SWITZERLAND: World Trade Organisation states appeared to edge closer yesterday to putting stalled global trade negotiations back on track. Five core members agreed to points in the hotly-disputed text on agricultural reform.
After hours of hard bargaining, the US, the EU, India, Brazil and Australia, representing a host of trading interests, together proposed changes to a heavily-criticised first draft for a deal floated by chief mediators.
"I welcome this agreement on agriculture among five key members. This is an important input . . . and gives momentum to our efforts," WTO Director-General Supachai Panitchpakdi said.
But he warned that an accord among the five, even if they speak for a wide range of trade interests, could not guarantee the backing of the WTO's full 147-state membership.
As if to underline his words, arguments continued to rage over industrial tariffs just as differences were narrowing in agriculture, diplomats and trade officials said.
Richer nations are pressing developing countries to open their markets more to industrial goods as the price of farm reform.
The WTO has set itself until midnight tonight to seal an outline deal, or "framework", in four key areas - farm and industrial goods, services and a new customs' code - in an attempt to revive its troubled Doha Round of free trade negotiations.
Agriculture is widely seen as crucial to an overall pact and the accord among the "Big Five" included an EU offer to eliminate farm export subsidies that has provoked the wrath of France, which says the bloc has not been adequately compensated for its concession.
A deal would let the WTO say the round is back on track, but trade officials say failure may postpone for years trade liberalisation and its promise to boost the world economy.
"If we, the five, do not have agreement on the issues, it is hard to see how an agreement among the others can be found," EU trade chief Pascal Lamy's spokeswoman, Ms Arancha Gonzalez, told journalists.
However, a number of other members, including Switzerland and Japan, are suspicious at the leading role assumed by the five and have warned that they will not be railroaded into anything just because the big trading powers back it.

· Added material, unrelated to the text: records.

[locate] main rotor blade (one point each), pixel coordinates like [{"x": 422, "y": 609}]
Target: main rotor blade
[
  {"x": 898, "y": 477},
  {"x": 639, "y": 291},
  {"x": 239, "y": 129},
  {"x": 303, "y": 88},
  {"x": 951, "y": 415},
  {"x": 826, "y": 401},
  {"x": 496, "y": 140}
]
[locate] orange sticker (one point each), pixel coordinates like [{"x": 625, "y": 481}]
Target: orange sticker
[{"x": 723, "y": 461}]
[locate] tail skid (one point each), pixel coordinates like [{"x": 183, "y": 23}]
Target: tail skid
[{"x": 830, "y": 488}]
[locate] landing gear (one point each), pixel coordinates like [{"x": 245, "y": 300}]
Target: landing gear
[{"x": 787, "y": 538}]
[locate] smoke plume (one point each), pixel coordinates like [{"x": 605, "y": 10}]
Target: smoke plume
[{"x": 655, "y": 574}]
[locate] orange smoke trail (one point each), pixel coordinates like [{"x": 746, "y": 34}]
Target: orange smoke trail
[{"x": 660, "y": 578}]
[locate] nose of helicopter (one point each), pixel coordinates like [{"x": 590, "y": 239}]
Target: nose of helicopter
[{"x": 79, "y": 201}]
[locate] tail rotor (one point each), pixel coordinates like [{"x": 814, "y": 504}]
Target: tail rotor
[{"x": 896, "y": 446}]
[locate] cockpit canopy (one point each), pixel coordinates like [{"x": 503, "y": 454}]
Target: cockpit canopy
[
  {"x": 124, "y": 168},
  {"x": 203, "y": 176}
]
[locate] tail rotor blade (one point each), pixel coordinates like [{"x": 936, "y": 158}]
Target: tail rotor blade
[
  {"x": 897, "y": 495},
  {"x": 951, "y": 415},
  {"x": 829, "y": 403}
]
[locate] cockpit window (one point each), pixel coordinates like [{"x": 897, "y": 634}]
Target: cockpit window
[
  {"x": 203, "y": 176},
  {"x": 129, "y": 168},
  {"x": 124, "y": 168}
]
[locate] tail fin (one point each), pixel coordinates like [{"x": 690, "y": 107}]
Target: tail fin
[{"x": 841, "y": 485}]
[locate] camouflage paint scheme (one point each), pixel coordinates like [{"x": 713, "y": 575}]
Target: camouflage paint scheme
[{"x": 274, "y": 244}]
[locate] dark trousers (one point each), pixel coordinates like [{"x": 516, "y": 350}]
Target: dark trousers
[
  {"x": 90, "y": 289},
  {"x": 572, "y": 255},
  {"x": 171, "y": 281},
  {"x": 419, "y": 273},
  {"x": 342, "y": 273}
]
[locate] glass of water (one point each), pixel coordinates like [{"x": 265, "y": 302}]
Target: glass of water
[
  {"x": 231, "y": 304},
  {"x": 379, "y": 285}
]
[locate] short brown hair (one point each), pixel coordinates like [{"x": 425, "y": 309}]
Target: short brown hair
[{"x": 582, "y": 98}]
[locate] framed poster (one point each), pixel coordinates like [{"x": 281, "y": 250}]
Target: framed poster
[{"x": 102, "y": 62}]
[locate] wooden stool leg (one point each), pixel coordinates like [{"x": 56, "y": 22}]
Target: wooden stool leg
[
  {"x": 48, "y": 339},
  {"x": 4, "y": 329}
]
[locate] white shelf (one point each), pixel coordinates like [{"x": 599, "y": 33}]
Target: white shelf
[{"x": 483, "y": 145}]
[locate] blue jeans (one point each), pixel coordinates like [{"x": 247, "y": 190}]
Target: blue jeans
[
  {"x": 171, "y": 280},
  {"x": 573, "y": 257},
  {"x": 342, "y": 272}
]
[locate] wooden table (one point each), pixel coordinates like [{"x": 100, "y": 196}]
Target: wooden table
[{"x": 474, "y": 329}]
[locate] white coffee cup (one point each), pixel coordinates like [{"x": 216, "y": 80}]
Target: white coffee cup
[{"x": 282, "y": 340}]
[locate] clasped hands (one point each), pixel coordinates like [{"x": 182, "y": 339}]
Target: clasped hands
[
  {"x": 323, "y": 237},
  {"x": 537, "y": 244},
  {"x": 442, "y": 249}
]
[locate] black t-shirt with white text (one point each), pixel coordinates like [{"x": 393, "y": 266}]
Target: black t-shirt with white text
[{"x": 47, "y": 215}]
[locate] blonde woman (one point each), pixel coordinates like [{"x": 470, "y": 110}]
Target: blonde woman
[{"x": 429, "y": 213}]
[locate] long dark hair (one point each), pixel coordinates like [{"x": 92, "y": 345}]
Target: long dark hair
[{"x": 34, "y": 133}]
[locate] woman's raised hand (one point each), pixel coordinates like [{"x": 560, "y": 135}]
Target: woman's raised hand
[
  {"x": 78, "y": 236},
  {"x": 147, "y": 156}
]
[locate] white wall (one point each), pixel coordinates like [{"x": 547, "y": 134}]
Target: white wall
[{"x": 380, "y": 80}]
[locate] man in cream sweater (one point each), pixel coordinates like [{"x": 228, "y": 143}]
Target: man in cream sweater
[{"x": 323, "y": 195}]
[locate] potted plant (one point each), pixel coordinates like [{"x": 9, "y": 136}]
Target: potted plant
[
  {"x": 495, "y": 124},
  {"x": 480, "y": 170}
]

Officially, both the US and the EU were guarded in their comments, as the "Big Five" are anxious not to be seen as dictating any final WTO decision.
"The meeting has been useful and good," said Mr Rich Mills, spokesman for US Trade Representative Robert Zoellick, who took part in the talks along with his EU counterpart Mr Lamy.
Negotiators are struggling for accord on a framework for the next stage of the Doha Round, launched in the Qatar capital in 2001 but effectively derailed since the collapse of a WTO meeting of trade ministers in Cancun, Mexico, last September.
The central problem is farm trade reform, and the future of rich power subsidies.
In answer to developing country concerns, the five suggested leaving open how many "sensitive" products rich states could protect from imports after the first draft was attacked for being too generous to them.
The US agreed to negotiate more controls on subsidies, to prevent shifting farm aid between WTO categories - a key developing country demand, one diplomat said.
Washington would also agree to discuss further tightening use of farm export credits, although whether the offer went far enough to satisfy the French was uncertain, diplomats said.
Libya's agreement with the WTO to begin talks on admission will help the north African country speed up economic reforms, a top government official said. "The WTO decision is an opportunity for Libya to revamp its economy and improve production."
The Geneva-based WTO agreed on Tuesday to set up a working party on Libya, usually the first step on the road to entry for any country seeking membership. Talks could last for years.
Trade diplomats say approval for starting talks does not mean that Libya, eager to re-enter the global economic and diplomatic mainstream since its leader Muammar Gadafy pledged last December to scrap banned weapons, can expect an easy passage.
The talks will involve bilateral negotiations with any WTO country that fears Libyan exports could have an impact on its own markets or wants to ensure good terms for selling goods to Libya.
Libya plans to privatise a state-controlled economy largely reliant on oil and give the private sector a larger role.